Monday, June 06, 2005

OH NOS!!!!111!11!1!!!1!


Yes kids, apparrently, Lou-sana and Texas are both about to just disappear beneath the waves. Somehow, President Bush is to be blamed in this.



Patrick Armstrong said...

SAWB must be a screamer.

Three things on this one:

1. Good article. Every time I visit Louisiana it looks like the whole place had done sprung a leak. When my brother and I drove from New Orleans to Baton Rouge we were driving over water most of the time. You can also go to Google Maps to see sattelite imagery of southern Louisiana.

2. I read the article twice, and I saw no mention of President Bush at all, or even the usual 'ecological damage' taglines usually attributed. What I did see blamed were a myriad of geological forces that are fascinating to think about. But I've been looking at a computer screen for three hours now, and I may have missed it. I wouldn't put it past Ol' Dubya, though, to sink the part of the USA that speaks French the most fluently! ;D

3. I live three blocks from the beach, and I lived on or visited frequently this same beach since 1983. I swear the water didn't used to come up as high as it does now. If St Simons & New Orleans were to fall 5 more feet down, well, let's just say I'll be crashing at your place, SAWB. Maybe for a while.

S.A.W.B. said...

I didn't mean to imply that GWB was mentioned in the article. Rather, I meant to imply that when and if LA and TX do fall into the ocean, GWB will get the blame, if not before. Personally, i'm expecting the protest tomorrow. Remember, no matter what the science says, blame him.

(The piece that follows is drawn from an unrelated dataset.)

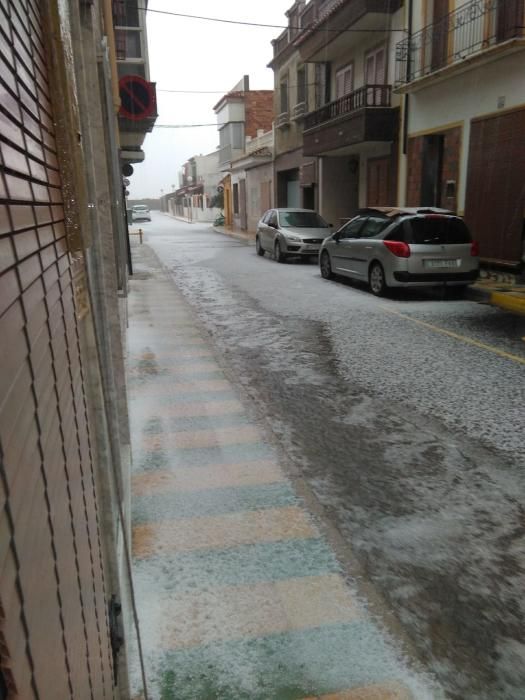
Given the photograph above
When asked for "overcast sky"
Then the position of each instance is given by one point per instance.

With regards to the beach being shorter these days, that probably has more to do with beachfront development along most of the US coastline, than it does with the Mississippi draining all the water into the gulf.

Gable said...

Ah...the old preemptive "picking on W again" defence. Comments like that are a good setup for the "liberal media picking on Bush" defence as real issues crop up.

Patrick Armstrong said...

If Louisiana and Texas fall into the ocean, I think we'll have waay bigger things to worry about than Ol' Dubya.

And the rate of five feet per century: while that may be green flag racing in geological terms, what it means in the long term is that a bunch of land that is already bayou will become...deeper bayou.

I can tell you, we ain't going to dredge the Gulf of Mexico to relieve the weight, (we're having enough trouble with the Brunswick river: survey top right). I guess we're just going to have to deal with it as it comes.